First, both processes are still running:
# ./analyze /proc/buddyinfo
15.46 MiB Node 0, zone DMA 1 1 1 0 1 1 1 0 1 1 3
198.29 MiB Node 0, zone DMA32 146 138 167 127 67 3 2 2 2 3 44
So far, so good. All memory allocated. Let’s terminate one of the processes:
# kill %1
[1]- Terminated userspace_fragment
# ./analyze /proc/buddyinfo
15.46 MiB Node 0, zone DMA 1 1 1 0 1 1 1 0 1 1 3
980.84 MiB Node 0, zone DMA32 6446 6410 6335 6271 6214 136 21 4 4 3 47
Good! About 800 MiB have been freed and we see quite some fragmentation.

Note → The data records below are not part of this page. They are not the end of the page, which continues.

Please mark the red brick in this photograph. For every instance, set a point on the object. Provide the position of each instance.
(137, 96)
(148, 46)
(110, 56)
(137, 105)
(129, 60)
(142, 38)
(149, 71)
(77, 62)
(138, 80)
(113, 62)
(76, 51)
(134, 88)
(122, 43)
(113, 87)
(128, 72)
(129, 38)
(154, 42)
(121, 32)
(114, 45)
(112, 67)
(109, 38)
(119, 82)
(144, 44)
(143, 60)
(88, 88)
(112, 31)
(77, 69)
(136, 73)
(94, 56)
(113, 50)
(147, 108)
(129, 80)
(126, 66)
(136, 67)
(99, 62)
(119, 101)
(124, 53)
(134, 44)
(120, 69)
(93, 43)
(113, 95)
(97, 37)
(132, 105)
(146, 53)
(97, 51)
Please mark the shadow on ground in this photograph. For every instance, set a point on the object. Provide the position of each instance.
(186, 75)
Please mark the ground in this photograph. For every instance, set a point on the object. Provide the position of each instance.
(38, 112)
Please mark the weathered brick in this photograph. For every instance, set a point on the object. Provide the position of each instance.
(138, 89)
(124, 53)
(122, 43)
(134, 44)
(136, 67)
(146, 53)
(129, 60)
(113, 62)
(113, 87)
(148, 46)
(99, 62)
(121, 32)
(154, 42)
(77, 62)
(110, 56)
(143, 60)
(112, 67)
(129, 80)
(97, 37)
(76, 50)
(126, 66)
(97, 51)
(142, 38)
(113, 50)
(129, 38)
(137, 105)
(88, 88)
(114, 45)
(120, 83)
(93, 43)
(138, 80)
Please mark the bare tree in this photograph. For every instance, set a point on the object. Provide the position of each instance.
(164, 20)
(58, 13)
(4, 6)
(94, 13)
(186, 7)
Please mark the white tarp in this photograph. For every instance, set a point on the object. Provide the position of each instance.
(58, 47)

Let’s invoke the compaction:
# echo 1 >/proc/sys/vm/compact_memory
# ./analyze /proc/buddyinfo
15.46 MiB Node 0, zone DMA 1 1 1 0 1 1 1 0 1 1 3
980.19 MiB Node 0, zone DMA32 142 143 117 96 61 21 21 14 13 13 229
There you go. If memory is movable, compaction will do its job.
Should you install a cronjob to invoke compaction every minute? No. If the need arises, the kernel will do this automatically.
In other words, running that echo 1 >/proc/sys/vm/compact_memory
manually is probably very much useless. Yes, it might compact memory,
but there may be no need to do so. And it won’t help you anyway with
special un-movable kernel memory. If one of your kernel modules runs
amok and creates fragmentation, there’s probably nothing you can do
about that. At least compaction won’t help.